Chris Sutton wants to put Midwestern factory workers back to work. He wants reteach our community how to grow our own goods. And he wants to make sure workers are getting paid a living wage. As much as this might sound like a political platform, Chris Sutton is not running for office. He’s making jeans.
 
As founder of the Noble Denim clothing company, Sutton cares about doing things in the most ethical way possible, so customers know that each time they purchase a Noble product, they can be sure that their money is going toward a healthier environment and fair pay for workers.
 
“Hopefully, that means local, and hopefully, that means American made, but we don’t want to say American made just for sentimental reasons,” Sutton says. “Right now our sweatshirts are being made in Canada because we haven’t been able to find a place in American that pays its employees a living wage.”
 
Sutton started Noble Denim about a year and a half ago, originally setting up in Camp Washington before settling in a workshop in Over-the-Rhine (check out our 2013 profile of Noble here). Originally ,he hoped to hire several people locally to continue expanding production in Cincinnati. Eventually Sutton found that there was much more manufacturing talent already trained in making clothes in the neighboring areas of Kentucky and Tennessee and formed a partnership with a factory that had only four employees remaining there.
 
“What we found is that Kentucky and Tennessee used to be a huge haven for soft goods: clothing, bags, etc., and to my knowledge, there were 50 factories that employed tens of thousands of people until the early '90s,” Sutton says. “But that’s all been outsourced, and now the coasts are where anything made in the United States is from. So to have our production based in Tennessee is actually very local in the grand scheme of the industry.”
 
Now, Noble’s Cincinnati office functions as the design studio and center for experimentation on small batch items like shorts and bags, while the factory in Tennessee handles the bulk of production.
 
“What makes our jeans different is how they are made,” Sutton says. “Most made in America jeans are still made in a highly automated factory of 1,000 employees making several thousand garments a week. We make 20-50 a week, so just based on scale, you can do things at a much more hands-on, intentional level. And at that scale, you tend to get better quality because you can be more hands-on and materials can be picked for small scale. We can get really high-quality fabrics that other companies can’t get. We can focus on those little details and make small tweaks, and that just makes a better product.”
 
Sutton also prides himself on the fact that he personally knows everyone involved in the production of Noble Denim and hopes to keep it that way.

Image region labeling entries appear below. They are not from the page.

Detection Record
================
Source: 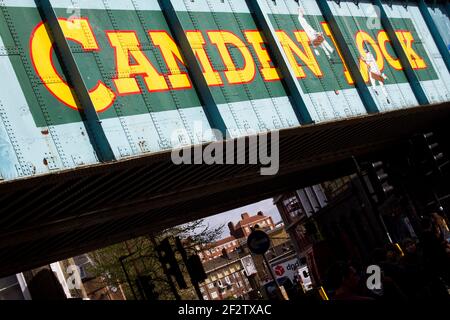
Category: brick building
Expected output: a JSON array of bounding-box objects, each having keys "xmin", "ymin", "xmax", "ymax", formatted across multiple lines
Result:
[
  {"xmin": 228, "ymin": 211, "xmax": 275, "ymax": 239},
  {"xmin": 200, "ymin": 251, "xmax": 253, "ymax": 300}
]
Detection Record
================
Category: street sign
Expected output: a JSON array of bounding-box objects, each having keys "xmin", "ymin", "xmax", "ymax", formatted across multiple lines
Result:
[{"xmin": 247, "ymin": 230, "xmax": 270, "ymax": 254}]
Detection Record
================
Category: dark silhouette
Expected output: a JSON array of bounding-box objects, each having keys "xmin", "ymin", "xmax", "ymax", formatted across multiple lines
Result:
[{"xmin": 28, "ymin": 269, "xmax": 67, "ymax": 300}]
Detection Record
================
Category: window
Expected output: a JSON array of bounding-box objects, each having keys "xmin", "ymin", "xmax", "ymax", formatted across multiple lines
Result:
[{"xmin": 283, "ymin": 193, "xmax": 303, "ymax": 218}]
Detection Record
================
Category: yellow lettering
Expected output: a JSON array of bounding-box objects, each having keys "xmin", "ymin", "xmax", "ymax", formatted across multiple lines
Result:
[
  {"xmin": 106, "ymin": 31, "xmax": 169, "ymax": 95},
  {"xmin": 355, "ymin": 31, "xmax": 384, "ymax": 82},
  {"xmin": 30, "ymin": 18, "xmax": 116, "ymax": 112},
  {"xmin": 208, "ymin": 31, "xmax": 256, "ymax": 84},
  {"xmin": 395, "ymin": 31, "xmax": 427, "ymax": 69},
  {"xmin": 149, "ymin": 31, "xmax": 192, "ymax": 89},
  {"xmin": 186, "ymin": 31, "xmax": 223, "ymax": 86},
  {"xmin": 245, "ymin": 30, "xmax": 280, "ymax": 81}
]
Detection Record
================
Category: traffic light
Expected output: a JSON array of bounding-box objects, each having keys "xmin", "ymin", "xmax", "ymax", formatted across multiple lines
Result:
[
  {"xmin": 422, "ymin": 132, "xmax": 448, "ymax": 176},
  {"xmin": 156, "ymin": 238, "xmax": 187, "ymax": 289},
  {"xmin": 136, "ymin": 276, "xmax": 159, "ymax": 300},
  {"xmin": 368, "ymin": 161, "xmax": 394, "ymax": 202},
  {"xmin": 186, "ymin": 254, "xmax": 208, "ymax": 283}
]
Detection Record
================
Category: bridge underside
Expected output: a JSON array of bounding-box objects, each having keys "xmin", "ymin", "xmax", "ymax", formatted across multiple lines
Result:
[{"xmin": 0, "ymin": 103, "xmax": 450, "ymax": 276}]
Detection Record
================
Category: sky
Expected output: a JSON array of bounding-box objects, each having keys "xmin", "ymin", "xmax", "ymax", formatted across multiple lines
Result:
[{"xmin": 200, "ymin": 198, "xmax": 281, "ymax": 238}]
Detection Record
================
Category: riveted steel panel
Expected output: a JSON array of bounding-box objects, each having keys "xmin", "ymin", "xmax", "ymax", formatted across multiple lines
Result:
[
  {"xmin": 0, "ymin": 1, "xmax": 97, "ymax": 179},
  {"xmin": 172, "ymin": 0, "xmax": 299, "ymax": 136},
  {"xmin": 383, "ymin": 2, "xmax": 450, "ymax": 103},
  {"xmin": 427, "ymin": 3, "xmax": 450, "ymax": 50},
  {"xmin": 262, "ymin": 0, "xmax": 366, "ymax": 122},
  {"xmin": 327, "ymin": 0, "xmax": 422, "ymax": 111}
]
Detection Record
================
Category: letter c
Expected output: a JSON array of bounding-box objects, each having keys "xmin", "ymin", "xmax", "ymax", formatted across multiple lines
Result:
[{"xmin": 30, "ymin": 18, "xmax": 116, "ymax": 112}]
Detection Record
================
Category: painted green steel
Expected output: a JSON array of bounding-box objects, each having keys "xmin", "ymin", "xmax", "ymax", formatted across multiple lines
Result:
[
  {"xmin": 0, "ymin": 0, "xmax": 450, "ymax": 180},
  {"xmin": 373, "ymin": 0, "xmax": 430, "ymax": 105},
  {"xmin": 247, "ymin": 0, "xmax": 314, "ymax": 124}
]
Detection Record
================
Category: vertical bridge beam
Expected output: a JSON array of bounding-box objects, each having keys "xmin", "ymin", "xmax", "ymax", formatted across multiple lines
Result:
[
  {"xmin": 373, "ymin": 0, "xmax": 430, "ymax": 105},
  {"xmin": 246, "ymin": 0, "xmax": 314, "ymax": 124},
  {"xmin": 35, "ymin": 0, "xmax": 115, "ymax": 162},
  {"xmin": 158, "ymin": 0, "xmax": 227, "ymax": 140},
  {"xmin": 419, "ymin": 0, "xmax": 450, "ymax": 71},
  {"xmin": 317, "ymin": 0, "xmax": 379, "ymax": 113}
]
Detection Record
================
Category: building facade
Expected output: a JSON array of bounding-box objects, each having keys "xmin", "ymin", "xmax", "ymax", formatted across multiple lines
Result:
[{"xmin": 200, "ymin": 251, "xmax": 253, "ymax": 300}]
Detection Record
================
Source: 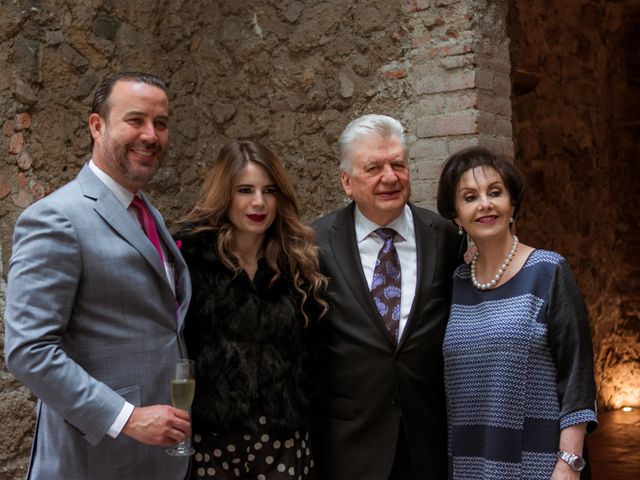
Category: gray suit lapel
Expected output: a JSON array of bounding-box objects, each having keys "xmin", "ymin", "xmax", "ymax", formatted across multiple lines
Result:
[
  {"xmin": 78, "ymin": 166, "xmax": 167, "ymax": 282},
  {"xmin": 329, "ymin": 203, "xmax": 395, "ymax": 346}
]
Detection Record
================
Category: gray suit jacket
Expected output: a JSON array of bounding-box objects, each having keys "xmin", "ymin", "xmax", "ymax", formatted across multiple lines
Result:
[
  {"xmin": 5, "ymin": 166, "xmax": 191, "ymax": 480},
  {"xmin": 314, "ymin": 203, "xmax": 462, "ymax": 480}
]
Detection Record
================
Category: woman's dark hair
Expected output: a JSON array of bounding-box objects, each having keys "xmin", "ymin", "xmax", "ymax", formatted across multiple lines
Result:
[{"xmin": 438, "ymin": 147, "xmax": 524, "ymax": 220}]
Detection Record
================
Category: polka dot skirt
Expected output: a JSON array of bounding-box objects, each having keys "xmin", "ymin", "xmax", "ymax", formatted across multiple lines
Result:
[{"xmin": 191, "ymin": 417, "xmax": 314, "ymax": 480}]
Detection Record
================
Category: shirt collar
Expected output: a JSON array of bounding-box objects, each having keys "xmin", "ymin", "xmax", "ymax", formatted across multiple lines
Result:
[
  {"xmin": 89, "ymin": 159, "xmax": 140, "ymax": 208},
  {"xmin": 354, "ymin": 204, "xmax": 413, "ymax": 243}
]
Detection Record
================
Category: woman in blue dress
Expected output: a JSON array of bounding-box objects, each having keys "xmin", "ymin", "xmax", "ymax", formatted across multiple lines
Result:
[{"xmin": 438, "ymin": 147, "xmax": 596, "ymax": 480}]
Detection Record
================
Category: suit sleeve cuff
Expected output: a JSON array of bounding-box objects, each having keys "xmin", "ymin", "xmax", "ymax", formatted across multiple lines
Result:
[{"xmin": 107, "ymin": 402, "xmax": 133, "ymax": 438}]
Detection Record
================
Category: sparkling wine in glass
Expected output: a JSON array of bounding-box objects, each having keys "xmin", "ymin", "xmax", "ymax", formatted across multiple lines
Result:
[{"xmin": 167, "ymin": 358, "xmax": 196, "ymax": 456}]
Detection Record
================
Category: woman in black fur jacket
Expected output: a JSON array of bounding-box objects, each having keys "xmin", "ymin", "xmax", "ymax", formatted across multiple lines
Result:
[{"xmin": 176, "ymin": 140, "xmax": 327, "ymax": 480}]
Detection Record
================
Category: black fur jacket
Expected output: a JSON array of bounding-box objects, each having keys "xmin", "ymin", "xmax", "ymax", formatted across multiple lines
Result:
[{"xmin": 176, "ymin": 230, "xmax": 322, "ymax": 433}]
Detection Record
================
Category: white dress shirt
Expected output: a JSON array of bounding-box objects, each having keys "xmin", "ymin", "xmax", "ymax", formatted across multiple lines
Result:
[{"xmin": 354, "ymin": 205, "xmax": 418, "ymax": 338}]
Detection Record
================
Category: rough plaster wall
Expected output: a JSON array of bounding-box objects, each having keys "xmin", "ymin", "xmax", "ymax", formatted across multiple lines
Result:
[
  {"xmin": 510, "ymin": 0, "xmax": 640, "ymax": 408},
  {"xmin": 0, "ymin": 0, "xmax": 512, "ymax": 479}
]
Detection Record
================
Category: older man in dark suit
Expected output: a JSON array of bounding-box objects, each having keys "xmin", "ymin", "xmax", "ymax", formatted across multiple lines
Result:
[{"xmin": 314, "ymin": 115, "xmax": 461, "ymax": 480}]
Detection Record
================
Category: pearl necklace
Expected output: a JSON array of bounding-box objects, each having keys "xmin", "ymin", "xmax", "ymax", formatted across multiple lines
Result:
[{"xmin": 471, "ymin": 235, "xmax": 518, "ymax": 290}]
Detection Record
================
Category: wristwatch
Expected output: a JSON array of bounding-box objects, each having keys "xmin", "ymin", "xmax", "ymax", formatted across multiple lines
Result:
[{"xmin": 558, "ymin": 450, "xmax": 587, "ymax": 472}]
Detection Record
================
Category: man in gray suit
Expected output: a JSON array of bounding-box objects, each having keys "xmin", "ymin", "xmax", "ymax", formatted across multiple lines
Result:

In the immediate future, Noble has a few small batches coming out, as well as a collaboration with Cleveland-based Drifter Bags.
 
For Noble, winning the big pitch would allow the company to take on one more employee here in the Cincinnati studio, as well as potentially accelerate production in Tennessee, which in turn would allow them to bring more workers back to the factory there.
 
“We’d love to become a nationally recognized brand and fill out our product lines,” Sutton says. “We’re still very early on in the process, but the cool thing is that Cincinnati is a creative place that is innovative, and I’m excited about using that skill set here to make those changes that will affect manufacturing towns in Kentucky, Tennessee and Ohio.”